When Star Trek: Discovery’s second season came around, they chose to include characters such as Captain Pike (now played by Anson Mount) and Spock (Ethan Peck) to serve as a backdoor pilot for Star Trek: Strange New Worlds. Rather than steering clear of the convoluted backstory, they leaned into it, having a confident, able-bodied Pike receive a premonition of his own terrible fate. He is told at the time that he can escape if he gives up, but if he goes ahead in completing the mission, it will seal his fate. In that moment, Pike rallies himself by saying: 

“You’re a Starfleet Captain, you believe in service, sacrifice, compassion and love. No, I'm not going to abandon the things that make me who I am because the future…it contains an ending I hadn't foreseen for myself”. 

Discovery simply had too much plot in it to resolve Pike’s story satisfactorily, so when Strange New Worlds launched, it gave Pike the chance to fully unpack his trauma.  

The first episode of Strange New Worlds sees Captain Pike considering retirement from Starfleet. After all you can’t have an accident in space if you never go on a spaceship right? However, he’s drawn back into captaining the Enterprise in order to rescue his first officer, Una, who is trapped on a primitive planet. After saving her, Pike resumes command of the Enterprise. Una is aware of Pike’s vision of the future, and is desperate to dissuade him of walking into a situation that will leave him so disfigured. At which point, Pike tells her he knows the names of all the cadets he saves on that day.  “Stay the course, save their lives” he tells her.  

In the season one finale of the show, Pike meets a young boy, Maat, who is eager to join Starfleet, and Pike realises he is one of the cadets that he is unable to save. He is about to write a letter to the boy, trying to tell him about his future, when a future version of himself arrives. Throughout the course of the episode, Pike learns that if he avoids his fate and stays in command of the Enterprise, he will inadvertently start a war with the Romulans that will result in Spock’s death.  “Every time we change the path, he dies” his future self tells him. This furthers Pike’s resolve to stay the course.  

When viewed through this particular lens, Captain Pike’s story in Strange New Worlds is in effect, one long extended Garden of Gethsemane scene. In both cases we see a man, fully aware of the impact his sacrifice will have for the future, but at the same time, still feeling nervous, scared, and wanting to reject the bad hand he’s been dealt. But in both cases, both Jesus and Captain Pike recommit themselves to their mission and their fate. There are no shortage of heroes in sci-fi/fantasy, who sacrifice themselves in the heat of the moment. But a character who has multiple chances for escape, one who has time to consider the torturous weight of his own destiny, and still decides to go through with it? This elevates the character from a simple ‘hero’ to a ‘messiah figure’.   

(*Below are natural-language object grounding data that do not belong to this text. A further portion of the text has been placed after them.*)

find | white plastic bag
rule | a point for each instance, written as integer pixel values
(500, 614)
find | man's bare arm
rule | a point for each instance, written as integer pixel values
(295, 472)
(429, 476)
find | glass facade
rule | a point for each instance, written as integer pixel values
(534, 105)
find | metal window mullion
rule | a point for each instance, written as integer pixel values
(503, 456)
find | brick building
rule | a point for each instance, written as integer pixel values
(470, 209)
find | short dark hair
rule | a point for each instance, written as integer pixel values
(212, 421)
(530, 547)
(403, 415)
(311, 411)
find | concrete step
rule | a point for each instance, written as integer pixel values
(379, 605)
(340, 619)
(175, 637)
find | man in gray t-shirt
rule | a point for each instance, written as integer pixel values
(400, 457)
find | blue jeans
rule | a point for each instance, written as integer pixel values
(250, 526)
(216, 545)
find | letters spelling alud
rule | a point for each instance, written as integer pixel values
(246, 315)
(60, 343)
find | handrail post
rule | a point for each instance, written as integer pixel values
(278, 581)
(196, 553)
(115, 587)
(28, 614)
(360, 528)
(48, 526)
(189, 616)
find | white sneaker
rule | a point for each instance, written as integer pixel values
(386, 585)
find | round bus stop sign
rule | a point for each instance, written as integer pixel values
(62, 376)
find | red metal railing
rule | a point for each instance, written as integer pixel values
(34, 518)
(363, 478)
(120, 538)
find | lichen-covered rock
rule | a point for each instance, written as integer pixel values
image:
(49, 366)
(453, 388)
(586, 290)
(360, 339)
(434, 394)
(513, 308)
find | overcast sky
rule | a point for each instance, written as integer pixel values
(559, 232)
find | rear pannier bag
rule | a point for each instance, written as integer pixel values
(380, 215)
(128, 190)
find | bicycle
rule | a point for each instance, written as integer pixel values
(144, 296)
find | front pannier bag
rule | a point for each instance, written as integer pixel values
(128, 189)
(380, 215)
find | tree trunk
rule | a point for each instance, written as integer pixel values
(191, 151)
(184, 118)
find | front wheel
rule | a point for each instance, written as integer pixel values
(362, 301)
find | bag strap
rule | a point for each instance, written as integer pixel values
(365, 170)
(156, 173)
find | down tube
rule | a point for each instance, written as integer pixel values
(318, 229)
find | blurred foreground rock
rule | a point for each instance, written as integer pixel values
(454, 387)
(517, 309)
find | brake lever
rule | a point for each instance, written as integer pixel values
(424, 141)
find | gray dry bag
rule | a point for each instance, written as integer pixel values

As a result of this, watching Strange New Worlds has now taken on an experience similar to watching The Chosen, the multi-season show centred around Jesus and his disciples. Both shows have an effortlessly charismatic central character who leads those around them with grace and humility, and the more you fall in love with these characters, the more you’re reminded that something absolutely horrendous is going to happen to them. Whilst we know it must happen, it still makes us anxious at the thought of going through it.  

Over thirty years since Gene Roddenberry’s death, it’s hard to tell what he would have thought about the evolution of one of the first characters he wrote for Star Trek. On the one hand he might have rejected it out of hand for its parallels with the story of Jesus, a religion he disdained. Or he might just love it for what it is; really, really good storytelling.